Jazz fans know that Pittsburgh’s well of musical and vocal talent runs deeper and stronger than the mighty Ohio River.

Now everyone can read about gifted veterans and emerging performers who make this town swing in a new book, “Spirit to Spirit: A Portrait of Pittsburgh Jazz in the New Century.”

With appropriately rhythmic prose from author Abby Mendelson and stunning photographs by David Aschkenas, the elegant volume designed by David Wachter is a hymn to jazz and an homage to the cool cats and chanteuses whose memorable performances stir our souls.

The book was six years in the making, and — remarkably — each member of this high-flying trio gave his time and talents for free. MCG Jazz, a venue for recording, preserving and showcasing jazz, paid for the book’s publication.


“SPIRIT TO SPIRIT: A PORTRAIT OF PITTSBURGH JAZZ IN THE NEW CENTURY”
By Abby Mendelson
MCG Jazz ($39.95).

Mr. Mendelson’s prose puts you in the rooms where the soloists soar and the band plays the notes hard and right. Here is how he describes trumpeter Ron Horton:

“Modest and moderate, calm and clear, firm against all comers, there stands Horton like a stone wall. In this maelstrom of music, in the rattle and hum of Roger Humphries’ rolling thunder drums, Max Leake’s impossible arpeggios on keyboard, Dwayne Dolphin’s thundering bass, Lou Stellute’s wall-shaking sax, Horton is the rajah of restraint.”     
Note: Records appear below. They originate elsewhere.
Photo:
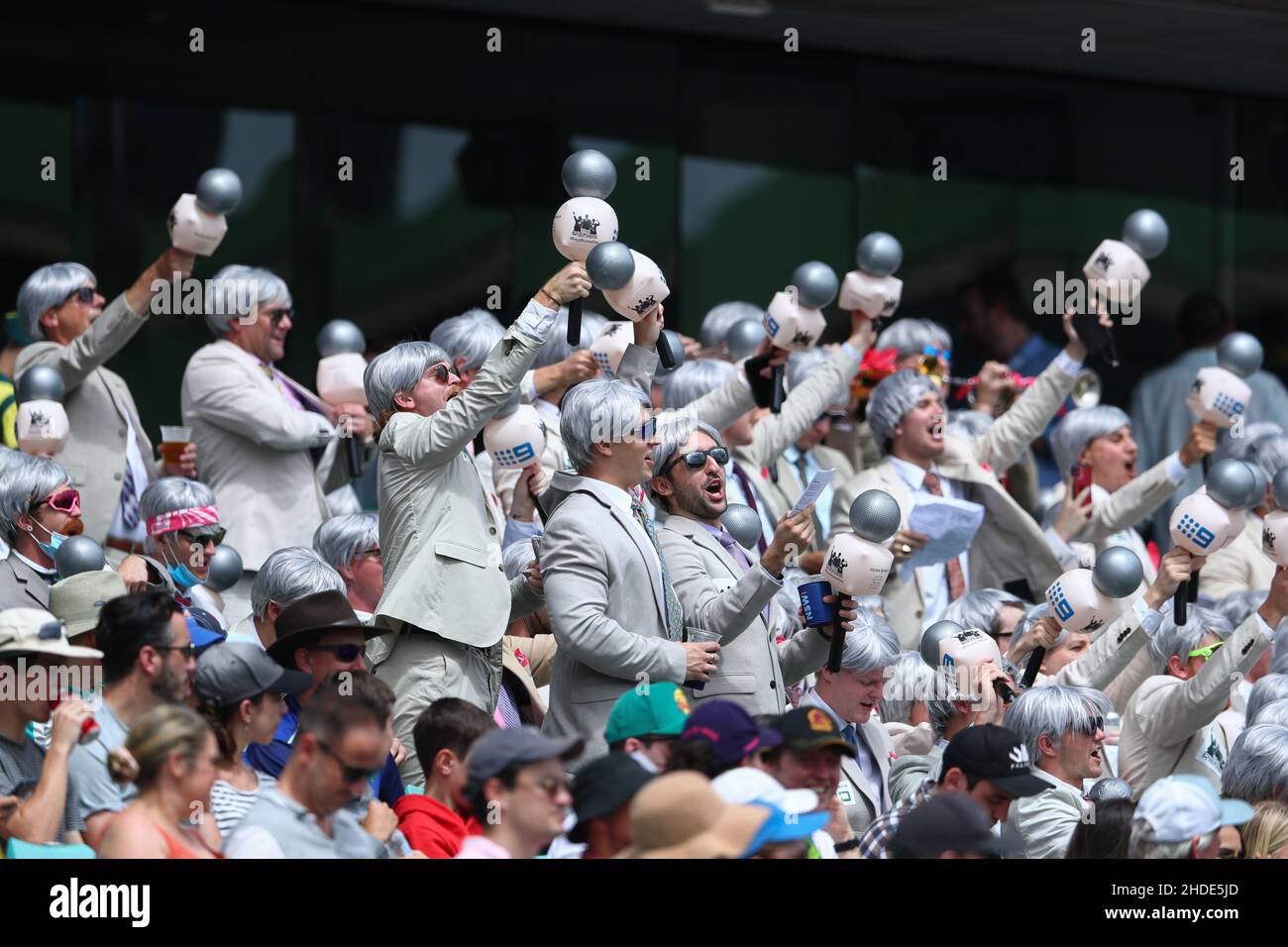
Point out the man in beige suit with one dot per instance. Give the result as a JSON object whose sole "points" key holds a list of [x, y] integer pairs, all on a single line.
{"points": [[907, 418], [719, 589], [108, 455], [268, 444], [1170, 722], [447, 599]]}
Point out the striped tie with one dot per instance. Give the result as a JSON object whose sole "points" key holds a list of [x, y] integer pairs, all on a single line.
{"points": [[674, 613]]}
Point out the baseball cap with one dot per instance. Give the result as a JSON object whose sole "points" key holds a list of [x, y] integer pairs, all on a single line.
{"points": [[947, 822], [496, 750], [996, 754], [810, 728], [1180, 808], [236, 671], [37, 631], [658, 711], [729, 729], [604, 787], [750, 785]]}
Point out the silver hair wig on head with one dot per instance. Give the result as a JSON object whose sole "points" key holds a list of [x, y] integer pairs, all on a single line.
{"points": [[597, 411], [170, 493], [22, 482], [1257, 768], [287, 577], [469, 337], [1054, 710], [1080, 428], [340, 540], [48, 289], [892, 398], [911, 337], [719, 318], [1267, 689], [911, 681], [239, 291], [1181, 639], [398, 369], [692, 380]]}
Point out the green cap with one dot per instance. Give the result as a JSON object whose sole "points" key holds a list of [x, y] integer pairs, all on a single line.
{"points": [[658, 711]]}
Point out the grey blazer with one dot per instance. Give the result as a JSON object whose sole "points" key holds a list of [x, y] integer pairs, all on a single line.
{"points": [[755, 672], [606, 609]]}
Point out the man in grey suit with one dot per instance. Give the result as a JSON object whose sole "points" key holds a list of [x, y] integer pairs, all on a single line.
{"points": [[447, 600], [719, 589], [108, 455], [612, 605]]}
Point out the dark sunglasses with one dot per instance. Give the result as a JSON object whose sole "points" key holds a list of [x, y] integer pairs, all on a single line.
{"points": [[347, 772], [696, 460], [343, 652]]}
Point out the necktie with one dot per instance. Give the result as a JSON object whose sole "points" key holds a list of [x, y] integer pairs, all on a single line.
{"points": [[953, 569], [674, 613], [129, 500], [751, 499]]}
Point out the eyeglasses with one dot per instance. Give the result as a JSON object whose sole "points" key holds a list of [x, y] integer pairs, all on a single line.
{"points": [[63, 501], [343, 652], [347, 772], [1206, 652], [696, 460]]}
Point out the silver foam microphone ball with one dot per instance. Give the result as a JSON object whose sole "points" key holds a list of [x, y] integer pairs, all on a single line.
{"points": [[1240, 354], [219, 191], [1231, 483], [815, 283], [224, 569], [875, 515], [340, 337], [932, 635], [77, 554], [589, 172], [1117, 573], [1145, 232], [879, 254], [745, 338], [742, 523], [40, 382], [609, 265]]}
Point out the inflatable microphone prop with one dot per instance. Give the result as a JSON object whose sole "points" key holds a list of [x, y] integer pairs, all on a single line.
{"points": [[42, 423], [1085, 600], [872, 289], [949, 647], [340, 343], [585, 219], [1274, 527], [1211, 518], [196, 222], [795, 320], [858, 564], [632, 285]]}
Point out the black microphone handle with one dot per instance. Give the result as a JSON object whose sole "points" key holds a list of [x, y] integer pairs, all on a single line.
{"points": [[778, 389], [575, 322], [1030, 671], [664, 352]]}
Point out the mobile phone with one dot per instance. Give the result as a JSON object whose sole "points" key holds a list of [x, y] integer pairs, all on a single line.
{"points": [[1081, 474]]}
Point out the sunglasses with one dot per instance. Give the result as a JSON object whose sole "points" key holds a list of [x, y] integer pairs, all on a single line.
{"points": [[347, 772], [1206, 652], [64, 501], [696, 460], [343, 652]]}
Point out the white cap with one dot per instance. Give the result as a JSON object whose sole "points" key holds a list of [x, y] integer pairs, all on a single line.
{"points": [[747, 785], [1185, 806]]}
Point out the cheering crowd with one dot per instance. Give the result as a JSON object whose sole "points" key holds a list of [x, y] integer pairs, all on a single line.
{"points": [[446, 654]]}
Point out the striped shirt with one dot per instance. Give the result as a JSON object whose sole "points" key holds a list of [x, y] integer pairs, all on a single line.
{"points": [[231, 804]]}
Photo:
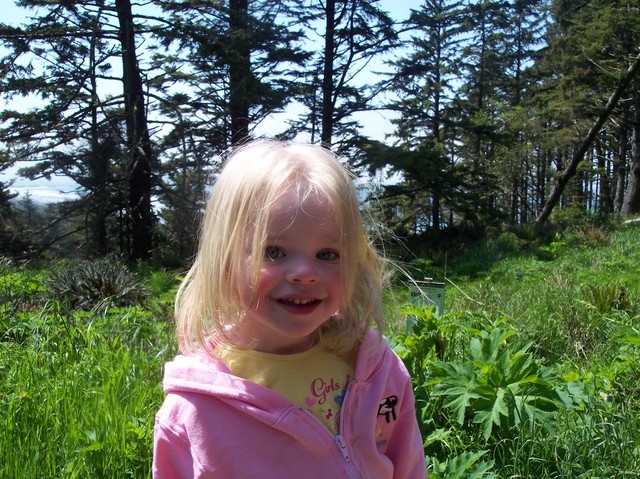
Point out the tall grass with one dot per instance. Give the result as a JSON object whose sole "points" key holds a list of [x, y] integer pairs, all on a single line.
{"points": [[78, 389], [532, 371], [575, 303]]}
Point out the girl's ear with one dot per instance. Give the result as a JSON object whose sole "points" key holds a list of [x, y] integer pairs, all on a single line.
{"points": [[364, 250]]}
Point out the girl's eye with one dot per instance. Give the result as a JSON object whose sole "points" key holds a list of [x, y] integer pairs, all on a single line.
{"points": [[272, 253], [328, 255]]}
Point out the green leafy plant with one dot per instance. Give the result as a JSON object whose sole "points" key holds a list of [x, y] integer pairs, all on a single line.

From Agnes Katz Plaza to the Backstage Bar in Downtown’s Cabaret at Theater Square, from City of Asylum’s Alphabet City to Andys in The Fairmont, Mr. Mendelson and Mr. Aschkenas visit the venues, soaking up the sound and the stories. 

The book’s pictures show why jazz is so integral to Pittsburgh’s past, present and future. Music lovers as well as aspiring musicians, singers and teachers may come to consider it a kind of grail.
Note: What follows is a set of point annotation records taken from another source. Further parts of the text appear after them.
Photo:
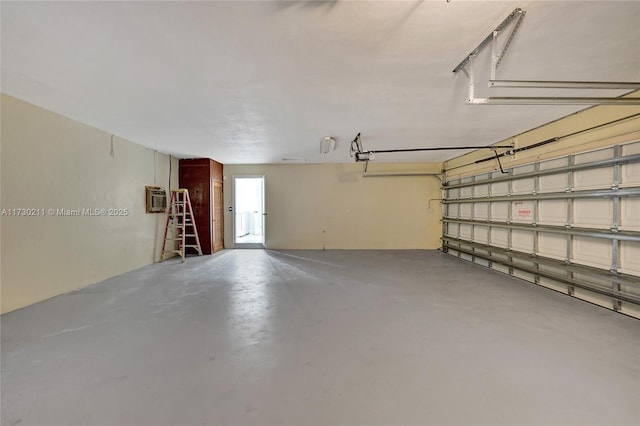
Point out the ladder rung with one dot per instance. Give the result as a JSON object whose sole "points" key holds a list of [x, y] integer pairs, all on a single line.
{"points": [[180, 217]]}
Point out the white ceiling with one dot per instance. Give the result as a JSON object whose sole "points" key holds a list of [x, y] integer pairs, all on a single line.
{"points": [[256, 82]]}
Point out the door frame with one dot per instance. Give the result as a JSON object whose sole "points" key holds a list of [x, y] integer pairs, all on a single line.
{"points": [[264, 213]]}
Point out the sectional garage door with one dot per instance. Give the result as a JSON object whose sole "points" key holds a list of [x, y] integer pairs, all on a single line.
{"points": [[571, 224]]}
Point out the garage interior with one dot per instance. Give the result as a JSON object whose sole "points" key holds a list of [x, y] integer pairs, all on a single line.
{"points": [[444, 225]]}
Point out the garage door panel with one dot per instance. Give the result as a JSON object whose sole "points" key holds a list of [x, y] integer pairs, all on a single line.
{"points": [[523, 186], [592, 252], [500, 237], [553, 212], [594, 178], [630, 174], [553, 183], [552, 245], [500, 211], [584, 211], [522, 241], [500, 188], [593, 213], [481, 211], [630, 214], [453, 193], [453, 210], [465, 210], [465, 231], [481, 234], [630, 258], [522, 211]]}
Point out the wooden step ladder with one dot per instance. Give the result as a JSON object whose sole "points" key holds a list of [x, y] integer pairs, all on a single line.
{"points": [[180, 220]]}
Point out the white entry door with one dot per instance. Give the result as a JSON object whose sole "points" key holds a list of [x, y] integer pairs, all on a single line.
{"points": [[249, 215]]}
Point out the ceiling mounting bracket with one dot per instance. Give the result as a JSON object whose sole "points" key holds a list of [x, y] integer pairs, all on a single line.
{"points": [[496, 59], [516, 14]]}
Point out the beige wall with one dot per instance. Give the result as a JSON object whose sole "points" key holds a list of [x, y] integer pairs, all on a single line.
{"points": [[52, 162], [593, 128], [313, 206]]}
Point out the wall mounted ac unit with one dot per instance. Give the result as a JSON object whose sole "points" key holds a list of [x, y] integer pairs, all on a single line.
{"points": [[156, 199]]}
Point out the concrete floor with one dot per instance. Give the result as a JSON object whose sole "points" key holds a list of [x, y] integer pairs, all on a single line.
{"points": [[318, 338]]}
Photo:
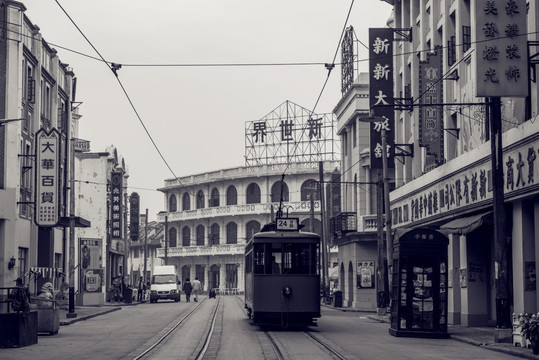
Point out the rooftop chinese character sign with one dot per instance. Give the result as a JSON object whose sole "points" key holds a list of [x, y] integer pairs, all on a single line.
{"points": [[291, 133], [47, 180], [381, 95], [501, 53]]}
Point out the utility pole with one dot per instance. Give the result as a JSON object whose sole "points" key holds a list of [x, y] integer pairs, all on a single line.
{"points": [[166, 239], [145, 245], [323, 228]]}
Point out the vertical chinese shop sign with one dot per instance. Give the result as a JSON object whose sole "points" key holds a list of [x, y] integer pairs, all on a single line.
{"points": [[501, 49], [116, 204], [381, 94], [430, 117], [47, 178]]}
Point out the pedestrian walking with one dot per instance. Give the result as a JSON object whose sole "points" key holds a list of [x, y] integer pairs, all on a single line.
{"points": [[187, 288], [140, 289], [197, 286]]}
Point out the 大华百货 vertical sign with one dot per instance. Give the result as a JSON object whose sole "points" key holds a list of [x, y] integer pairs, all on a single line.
{"points": [[431, 117], [501, 48], [116, 181], [47, 178], [381, 98], [134, 216]]}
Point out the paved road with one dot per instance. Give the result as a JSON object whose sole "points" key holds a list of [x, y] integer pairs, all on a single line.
{"points": [[126, 333]]}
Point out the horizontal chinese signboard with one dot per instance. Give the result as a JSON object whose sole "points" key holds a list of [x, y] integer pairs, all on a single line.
{"points": [[47, 177]]}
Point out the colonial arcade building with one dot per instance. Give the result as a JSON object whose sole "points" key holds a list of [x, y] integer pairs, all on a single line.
{"points": [[210, 216]]}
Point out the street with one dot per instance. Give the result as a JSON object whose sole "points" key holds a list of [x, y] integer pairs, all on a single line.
{"points": [[128, 333]]}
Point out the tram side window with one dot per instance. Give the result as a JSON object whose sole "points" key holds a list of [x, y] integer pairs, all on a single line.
{"points": [[259, 258], [299, 259]]}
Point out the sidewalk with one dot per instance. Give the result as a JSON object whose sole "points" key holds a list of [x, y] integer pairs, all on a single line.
{"points": [[479, 336], [88, 312]]}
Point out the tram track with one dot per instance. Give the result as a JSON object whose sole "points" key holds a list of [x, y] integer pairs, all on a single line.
{"points": [[201, 351], [279, 349]]}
Why did Pittsburgh produce so many jazz legends? 

“My high school music teacher told me that jazz is indigenous to African American people,” Dolphin says in the book. “To tell that to a 15-year-old kid is completely empowering.”  

In the first half of 20th century, students took free music lessons at the Hill District’s Irene Kaufmann Settlement. Many families owned pianos, and public high schools such as Westinghouse, Schenley and Peabody emphasized music education. Back then, at least 30 night spots dotted the Hill District, notably the Hurricane, the Harlem Casino and the Crawford Grill Nos. 1 and 2.
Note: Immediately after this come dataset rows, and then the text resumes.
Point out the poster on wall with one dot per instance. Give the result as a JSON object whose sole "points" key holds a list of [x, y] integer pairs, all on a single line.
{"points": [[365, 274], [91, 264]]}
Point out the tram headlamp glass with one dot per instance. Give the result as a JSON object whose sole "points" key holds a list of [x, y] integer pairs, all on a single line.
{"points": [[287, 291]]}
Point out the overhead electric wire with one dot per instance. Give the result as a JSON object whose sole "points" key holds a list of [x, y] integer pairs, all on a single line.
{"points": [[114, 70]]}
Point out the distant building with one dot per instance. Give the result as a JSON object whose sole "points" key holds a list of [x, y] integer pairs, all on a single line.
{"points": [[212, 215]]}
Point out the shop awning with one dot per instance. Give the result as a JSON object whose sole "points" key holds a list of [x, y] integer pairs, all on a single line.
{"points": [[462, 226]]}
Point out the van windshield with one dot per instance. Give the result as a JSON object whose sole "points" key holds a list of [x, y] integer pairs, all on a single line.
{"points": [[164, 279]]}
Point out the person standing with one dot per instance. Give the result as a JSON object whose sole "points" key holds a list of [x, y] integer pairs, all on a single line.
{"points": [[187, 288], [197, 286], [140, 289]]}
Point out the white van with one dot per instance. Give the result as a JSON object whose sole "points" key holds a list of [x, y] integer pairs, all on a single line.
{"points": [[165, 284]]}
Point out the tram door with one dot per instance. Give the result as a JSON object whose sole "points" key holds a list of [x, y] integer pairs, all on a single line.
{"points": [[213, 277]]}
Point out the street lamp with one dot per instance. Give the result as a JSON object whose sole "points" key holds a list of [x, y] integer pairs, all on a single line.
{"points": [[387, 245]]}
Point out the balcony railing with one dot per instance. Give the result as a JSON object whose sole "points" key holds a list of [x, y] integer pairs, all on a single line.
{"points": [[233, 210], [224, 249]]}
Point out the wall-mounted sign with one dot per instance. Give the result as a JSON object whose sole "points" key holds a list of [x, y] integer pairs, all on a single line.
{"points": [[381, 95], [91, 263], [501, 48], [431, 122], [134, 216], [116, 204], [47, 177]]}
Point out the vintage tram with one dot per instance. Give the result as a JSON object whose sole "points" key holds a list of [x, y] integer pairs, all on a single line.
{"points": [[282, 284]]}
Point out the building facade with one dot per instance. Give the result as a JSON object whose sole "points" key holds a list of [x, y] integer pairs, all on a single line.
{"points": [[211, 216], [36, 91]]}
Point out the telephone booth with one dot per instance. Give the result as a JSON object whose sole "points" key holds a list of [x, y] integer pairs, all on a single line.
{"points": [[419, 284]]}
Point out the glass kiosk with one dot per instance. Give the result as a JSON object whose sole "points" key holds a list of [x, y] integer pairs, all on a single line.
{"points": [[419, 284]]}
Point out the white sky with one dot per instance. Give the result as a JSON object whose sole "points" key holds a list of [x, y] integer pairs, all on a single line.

Pittsburgh virtuosos who set a high bar for excellence include Ray Brown, Errol Garner, Mary Lou Williams and George Benson. A guitarist who started playing in clubs at age 7, Benson is still alive. The rest are gone but can be heard on recordings or seen on the internet. 

Today’s local jazz incubators include Homewood’s Afro American Music Institute, Pittsburgh’s High School for the Creative and Performing Arts, university music programs, the Pittsburgh Jazz Orchestra, and that harder than hard knocks school called the road.   

In the book, trumpeter Sean Jones offers this argument for Pittsburgh’s place in jazz history: “Pittsburgh, as the center of the Industrial Revolution, produced an enormous working class. And with it a great work ethic. That was the anvil. You worked. You worked hard. You won.” 

For African Americans, “jazz served the twin goals of self-expression and a better life,” Mr. Mendelson writes.  

Some readers will wonder about artists who are missing from the book, including vocalist Maureen Budway and Geri Allen, an arranger, musician and educator who influenced many young people. Both women died before interviews could be scheduled, Budway in 2015 and Allen in 2017. The same is true for keyboard player Donna Davis, who is pictured in the center of the book. She died in 2015.

The book will be released Thursday night at MCG Jazz when five musicians are inducted into the Pittsburgh Jazz Legends class of 2019. The inductees are percussionist George Jones, pianist Max Leake, drummer Chuck Spatafore, saxophonist Lou Stellute and guitarist Mark Strickland. 

The doors at MCG Jazz, 1815 Metropolitan St., North Side, open at 6:30 p.m., followed by an induction ceremony at 7 p.m. From 7:30 to 8:30 p.m, the Ralph Peterson Messenger Legacy Band plays a tribute to Art Blakey. The drummer and bandleader of the Jazz Messengers was born in Pittsburgh a century ago on Oct. 11, 1919. A reception follows the concert.